We have demonstrated the development of a novel buffering strategy for increasing the imaging speed of SSOCT systems that operate with “sampling” duty cycles of 50% or less. This technique has numerous advantages over previously described buffering techniques. First, it is very power efficient, with over 60% of the source power being transmitted through the buffering stage. This represents more than a 70% improvement over configurations employing a terminal fiber coupler. It also exhibits superior sensitivity because the patient eye is not exposed to light that is not used for imaging at the tails of the SSOCT sweep. Lastly, the system employs numerical methods that allow the use of the original sweep’s calibration signal for recalibration of the buffered sweep.
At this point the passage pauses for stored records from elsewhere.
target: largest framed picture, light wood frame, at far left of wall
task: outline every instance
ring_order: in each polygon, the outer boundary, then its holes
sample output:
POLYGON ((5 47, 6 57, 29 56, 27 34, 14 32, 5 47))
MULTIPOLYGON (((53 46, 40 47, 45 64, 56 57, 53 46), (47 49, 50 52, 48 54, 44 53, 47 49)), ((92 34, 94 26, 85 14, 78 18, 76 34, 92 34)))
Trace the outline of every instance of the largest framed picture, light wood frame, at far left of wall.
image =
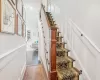
POLYGON ((15 33, 16 10, 9 0, 0 0, 0 32, 15 33))

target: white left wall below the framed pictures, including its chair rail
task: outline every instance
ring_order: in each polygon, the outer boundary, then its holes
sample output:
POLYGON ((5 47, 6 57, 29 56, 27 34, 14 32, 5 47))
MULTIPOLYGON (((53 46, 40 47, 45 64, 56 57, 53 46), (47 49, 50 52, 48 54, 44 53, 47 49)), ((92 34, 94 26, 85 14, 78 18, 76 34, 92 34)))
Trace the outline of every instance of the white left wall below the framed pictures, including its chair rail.
POLYGON ((22 80, 25 68, 25 39, 17 35, 0 33, 0 79, 22 80))

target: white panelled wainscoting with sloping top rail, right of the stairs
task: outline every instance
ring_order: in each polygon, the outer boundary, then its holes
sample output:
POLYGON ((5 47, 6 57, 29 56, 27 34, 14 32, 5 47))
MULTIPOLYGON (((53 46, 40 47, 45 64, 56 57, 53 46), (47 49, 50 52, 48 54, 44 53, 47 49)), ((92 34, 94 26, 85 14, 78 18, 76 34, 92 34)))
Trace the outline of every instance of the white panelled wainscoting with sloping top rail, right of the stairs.
MULTIPOLYGON (((100 49, 69 19, 67 21, 64 41, 71 50, 69 55, 76 61, 74 66, 82 70, 80 80, 99 80, 100 74, 100 49)), ((63 29, 63 30, 64 30, 63 29)), ((62 31, 61 31, 62 32, 62 31)))

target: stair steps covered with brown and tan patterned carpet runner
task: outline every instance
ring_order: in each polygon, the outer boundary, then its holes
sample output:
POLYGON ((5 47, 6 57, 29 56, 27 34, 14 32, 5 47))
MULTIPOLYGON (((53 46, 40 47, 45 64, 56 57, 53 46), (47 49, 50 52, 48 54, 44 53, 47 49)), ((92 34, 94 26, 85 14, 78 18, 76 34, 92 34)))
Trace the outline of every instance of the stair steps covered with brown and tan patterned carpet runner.
MULTIPOLYGON (((55 21, 52 18, 50 12, 46 12, 48 22, 51 27, 56 27, 55 21)), ((74 67, 73 63, 75 60, 68 55, 70 50, 65 48, 67 43, 62 41, 63 36, 61 32, 56 30, 56 71, 57 71, 57 80, 79 80, 79 76, 82 73, 81 70, 78 70, 74 67)))

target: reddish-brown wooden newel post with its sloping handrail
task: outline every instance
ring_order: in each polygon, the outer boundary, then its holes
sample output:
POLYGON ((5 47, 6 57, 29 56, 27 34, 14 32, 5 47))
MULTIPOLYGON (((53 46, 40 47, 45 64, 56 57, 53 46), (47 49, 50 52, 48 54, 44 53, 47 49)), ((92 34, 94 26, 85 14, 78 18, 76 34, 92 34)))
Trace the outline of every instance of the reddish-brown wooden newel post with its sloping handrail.
POLYGON ((48 26, 51 29, 50 72, 48 72, 48 73, 49 73, 50 80, 57 80, 57 71, 56 71, 56 32, 57 32, 57 27, 55 27, 55 25, 51 26, 50 21, 47 16, 47 13, 44 9, 44 6, 43 5, 41 5, 41 6, 45 13, 45 17, 46 17, 48 26))

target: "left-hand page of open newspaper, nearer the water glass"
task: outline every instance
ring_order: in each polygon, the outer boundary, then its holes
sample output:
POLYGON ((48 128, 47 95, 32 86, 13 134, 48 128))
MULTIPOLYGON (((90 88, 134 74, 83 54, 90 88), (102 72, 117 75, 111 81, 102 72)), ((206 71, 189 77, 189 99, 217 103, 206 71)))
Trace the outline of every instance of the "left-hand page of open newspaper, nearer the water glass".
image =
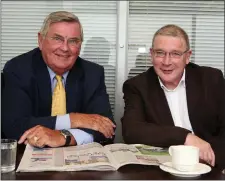
POLYGON ((115 170, 98 143, 60 148, 27 145, 17 172, 115 170))

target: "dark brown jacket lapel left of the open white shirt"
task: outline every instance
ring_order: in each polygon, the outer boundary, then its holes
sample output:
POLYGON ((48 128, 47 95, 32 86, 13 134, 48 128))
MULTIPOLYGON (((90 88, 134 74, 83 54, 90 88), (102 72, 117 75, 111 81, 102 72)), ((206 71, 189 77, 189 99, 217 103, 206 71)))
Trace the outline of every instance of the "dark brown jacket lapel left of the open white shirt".
POLYGON ((172 114, 165 93, 159 84, 158 76, 153 67, 150 68, 147 73, 147 80, 149 82, 148 92, 151 93, 148 94, 149 101, 147 102, 151 102, 151 105, 149 105, 150 109, 154 109, 153 111, 155 111, 154 114, 158 118, 158 123, 172 126, 174 125, 172 114))

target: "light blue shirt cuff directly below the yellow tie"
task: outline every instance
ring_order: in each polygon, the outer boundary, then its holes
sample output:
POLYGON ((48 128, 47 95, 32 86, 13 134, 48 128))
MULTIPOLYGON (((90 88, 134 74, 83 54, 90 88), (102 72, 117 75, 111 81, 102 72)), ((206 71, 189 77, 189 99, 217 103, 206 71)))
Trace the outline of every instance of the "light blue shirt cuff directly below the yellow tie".
POLYGON ((70 129, 70 128, 71 124, 69 114, 57 116, 55 123, 55 130, 70 129))

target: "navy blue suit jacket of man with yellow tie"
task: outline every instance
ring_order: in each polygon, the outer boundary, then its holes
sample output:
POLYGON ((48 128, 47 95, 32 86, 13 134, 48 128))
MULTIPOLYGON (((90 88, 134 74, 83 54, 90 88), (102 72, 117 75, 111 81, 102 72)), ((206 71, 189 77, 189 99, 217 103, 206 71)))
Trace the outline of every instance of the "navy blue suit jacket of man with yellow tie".
MULTIPOLYGON (((3 72, 2 127, 6 137, 19 139, 36 125, 54 129, 56 117, 51 116, 51 82, 41 51, 36 48, 13 58, 6 63, 3 72)), ((78 57, 68 74, 65 89, 67 113, 100 114, 113 120, 102 66, 78 57)), ((96 142, 111 141, 100 132, 83 130, 93 134, 96 142)))

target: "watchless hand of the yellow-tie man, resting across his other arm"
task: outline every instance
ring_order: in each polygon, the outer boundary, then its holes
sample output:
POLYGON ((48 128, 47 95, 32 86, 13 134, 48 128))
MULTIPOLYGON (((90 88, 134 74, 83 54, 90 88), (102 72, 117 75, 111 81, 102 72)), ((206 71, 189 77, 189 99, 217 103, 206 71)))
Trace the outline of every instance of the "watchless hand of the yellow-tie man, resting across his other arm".
POLYGON ((112 138, 115 124, 98 114, 70 113, 71 128, 88 128, 101 132, 106 138, 112 138))

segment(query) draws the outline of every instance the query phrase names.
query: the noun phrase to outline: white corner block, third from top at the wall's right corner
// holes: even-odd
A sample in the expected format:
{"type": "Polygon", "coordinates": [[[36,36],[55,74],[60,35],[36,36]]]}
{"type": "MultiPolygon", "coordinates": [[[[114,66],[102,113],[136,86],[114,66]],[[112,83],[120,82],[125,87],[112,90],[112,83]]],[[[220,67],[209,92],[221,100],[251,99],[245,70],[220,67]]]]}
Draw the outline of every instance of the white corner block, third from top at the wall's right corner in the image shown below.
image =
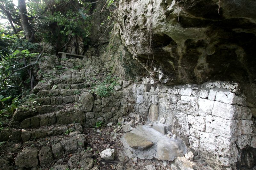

This dramatically simplifies the implementation of buffering with turnkey systems that contain integrated k-clocks.
In addition, the buffering system described here is compatible with coherence revival-based heterodyne SSOCT described in . The combination of these techniques resulted in an SSOCT system with twice the imaging speed and nearly twice the imaging depth of conventional SSOCT systems employing the same source.
While the presence of PMD in the source arm can result in the generation of image artifacts, we have demonstrated that these artifacts can be mitigated by careful manipulation of fiber polarization controllers. For example, the image in Fig. 8 shows sharp boundaries between retina layers that are not corrupted by artifacts. Similarly, the inset in Fig. 9 shows the bright reflection at the air-cornea boundary that also does not exhibit any visible ringing artifacts (except for saturation).
In summary, we have established that the presently described buffering technique is compatible with coherence revival-based heterodyne SSOCT, and demonstrated the simultaneous improvement of both the imaging speed and imaging depth of an SSOCT system based upon a turnkey, commercially available laser.
We thank Hansford Hendargo and Derek Nankivil for assisting with system construction. We also gratefully acknowledge the financial support from the National Institutes of Health (R01 EY014743).